Assumptions on the direction that stack frames grow.
Assumptions about order of execution within statements.
Assumptions about order of execution of statements in function arguments.
Assumptions on the bit size or precision of short, int, long, float and double types.
Other problems and issues that arise whenever programmers make assumptions about execution models that are all specified in most C standards as 'compiler dependent' behavior.
When using sscanf you can use %n to find out where you should continue to read:
sscanf ( string, "%d%n", &number, &length );
string += length;
Apparently, you can't add another answer, so I'll include a second one here, you can use "&&" and "||" as conditionals:
#include <stdio.h>
#include <stdlib.h>
int main()
{
1 || puts("Hello\n");
0 || puts("Hi\n");
1 && puts("ROFL\n");
0 && puts("LOL\n");
exit( 0 );
}
This code will output:
Hi
ROFL
using INT(3) to set break point at the code is my all time favorite
My favorite "hidden" feature of C, is the usage of %n in printf to write back to the stack. Normally printf pops the parameter values from the stack based on the format string, but %n can write them back.

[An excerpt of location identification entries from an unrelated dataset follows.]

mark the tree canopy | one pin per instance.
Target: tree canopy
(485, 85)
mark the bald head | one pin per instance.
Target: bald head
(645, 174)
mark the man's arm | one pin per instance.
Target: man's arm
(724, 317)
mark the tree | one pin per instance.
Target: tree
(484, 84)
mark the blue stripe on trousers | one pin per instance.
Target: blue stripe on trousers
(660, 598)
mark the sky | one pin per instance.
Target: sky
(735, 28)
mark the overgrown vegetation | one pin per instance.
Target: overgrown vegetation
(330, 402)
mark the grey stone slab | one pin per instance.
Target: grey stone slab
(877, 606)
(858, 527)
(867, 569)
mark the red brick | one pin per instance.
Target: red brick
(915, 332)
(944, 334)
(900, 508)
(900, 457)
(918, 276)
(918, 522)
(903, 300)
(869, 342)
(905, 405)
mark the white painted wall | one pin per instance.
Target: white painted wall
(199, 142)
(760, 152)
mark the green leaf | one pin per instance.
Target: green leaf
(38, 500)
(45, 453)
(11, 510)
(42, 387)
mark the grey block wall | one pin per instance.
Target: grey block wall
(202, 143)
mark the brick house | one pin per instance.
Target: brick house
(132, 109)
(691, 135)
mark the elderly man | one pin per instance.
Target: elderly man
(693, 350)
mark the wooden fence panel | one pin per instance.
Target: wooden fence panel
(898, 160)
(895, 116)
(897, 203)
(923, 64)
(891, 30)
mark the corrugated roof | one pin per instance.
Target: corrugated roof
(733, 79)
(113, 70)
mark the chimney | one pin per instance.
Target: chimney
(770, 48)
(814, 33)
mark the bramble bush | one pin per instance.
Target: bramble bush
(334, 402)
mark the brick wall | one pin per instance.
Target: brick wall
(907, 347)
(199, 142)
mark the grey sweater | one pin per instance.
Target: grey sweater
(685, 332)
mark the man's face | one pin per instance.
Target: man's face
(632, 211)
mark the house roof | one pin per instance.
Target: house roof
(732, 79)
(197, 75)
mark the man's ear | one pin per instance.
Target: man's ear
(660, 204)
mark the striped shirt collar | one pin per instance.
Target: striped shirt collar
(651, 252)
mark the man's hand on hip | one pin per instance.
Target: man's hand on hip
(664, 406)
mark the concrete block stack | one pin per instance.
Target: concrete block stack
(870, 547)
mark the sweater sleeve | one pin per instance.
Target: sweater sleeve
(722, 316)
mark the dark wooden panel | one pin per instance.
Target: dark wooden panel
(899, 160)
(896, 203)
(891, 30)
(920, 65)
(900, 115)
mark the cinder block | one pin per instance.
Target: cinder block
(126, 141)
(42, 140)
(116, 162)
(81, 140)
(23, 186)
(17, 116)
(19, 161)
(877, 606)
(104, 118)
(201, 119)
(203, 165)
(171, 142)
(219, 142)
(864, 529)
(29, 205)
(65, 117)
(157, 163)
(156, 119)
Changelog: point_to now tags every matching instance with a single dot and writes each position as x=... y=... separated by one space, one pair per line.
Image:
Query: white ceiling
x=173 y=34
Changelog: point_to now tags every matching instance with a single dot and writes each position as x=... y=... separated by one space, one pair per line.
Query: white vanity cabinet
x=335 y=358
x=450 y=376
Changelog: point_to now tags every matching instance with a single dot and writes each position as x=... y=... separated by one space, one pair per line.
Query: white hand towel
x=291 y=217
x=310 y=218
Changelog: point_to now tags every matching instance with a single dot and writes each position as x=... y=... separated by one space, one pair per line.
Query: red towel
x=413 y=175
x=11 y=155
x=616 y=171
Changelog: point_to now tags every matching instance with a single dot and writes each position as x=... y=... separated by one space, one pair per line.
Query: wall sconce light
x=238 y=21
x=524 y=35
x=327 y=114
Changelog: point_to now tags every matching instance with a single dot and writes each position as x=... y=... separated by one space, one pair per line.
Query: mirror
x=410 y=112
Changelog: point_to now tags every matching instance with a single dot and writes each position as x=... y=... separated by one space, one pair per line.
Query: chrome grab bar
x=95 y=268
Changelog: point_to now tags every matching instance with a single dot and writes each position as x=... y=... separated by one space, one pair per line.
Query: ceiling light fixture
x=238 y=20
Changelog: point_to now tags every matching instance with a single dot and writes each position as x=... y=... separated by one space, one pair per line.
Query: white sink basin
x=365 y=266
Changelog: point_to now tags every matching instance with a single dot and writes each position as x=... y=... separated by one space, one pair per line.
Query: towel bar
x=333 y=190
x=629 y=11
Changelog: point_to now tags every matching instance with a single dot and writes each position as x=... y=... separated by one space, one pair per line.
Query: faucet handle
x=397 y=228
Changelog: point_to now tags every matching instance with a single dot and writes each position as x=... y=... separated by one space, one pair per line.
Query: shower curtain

Check out section 3.4.2 here. Can lead to a lot of nasty vulnerabilities.
Compile-time assumption-checking using enums:
Stupid example, but can be really useful for libraries with compile-time configurable constants.
#define D 1
#define DD 2
enum CompileTimeCheck
{
MAKE_SURE_DD_IS_TWICE_D = 1/(2*(D) == (DD)),
MAKE_SURE_DD_IS_POW2 = 1/((((DD) - 1) & (DD)) == 0)
};
Gcc (c) has some fun features you can enable, such as nested function declarations, and the a?:b form of the ?: operator, which returns a if a is not false.
I discoverd recently 0 bitfields.
struct {
int a:3;
int b:2;
int :0;
int c:4;
int d:3;
};
which will give a layout of
000aaabb 0ccccddd
instead of without the :0;
0000aaab bccccddd
The 0 width field tells that the following bitfields should be set on the next atomic entity (char)
C99-style variable argument macros, aka
#define ERR(name, fmt, ...) fprintf(stderr, "ERROR " #name ": " fmt "\n", \
__VAR_ARGS__)
which would be used like
ERR(errCantOpen, "File %s cannot be opened", filename);
Here I also use the stringize operator and string constant concatentation, other features I really like.
Variable size automatic variables are also useful in some cases. These were added i nC99 and have been supported in gcc for a long time.
void foo(uint32_t extraPadding) {
uint8_t commBuffer[sizeof(myProtocol_t) + extraPadding];
You end up with a buffer on the stack with room for the fixed-size protocol header plus variable size data. You can get the same effect with alloca(), but this syntax is more compact.
You have to make sure extraPadding is a reasonable value before calling this routine, or you end up blowing the stack. You'd have to sanity check the arguments before calling malloc or any other memory allocation technique, so this isn't really unusual.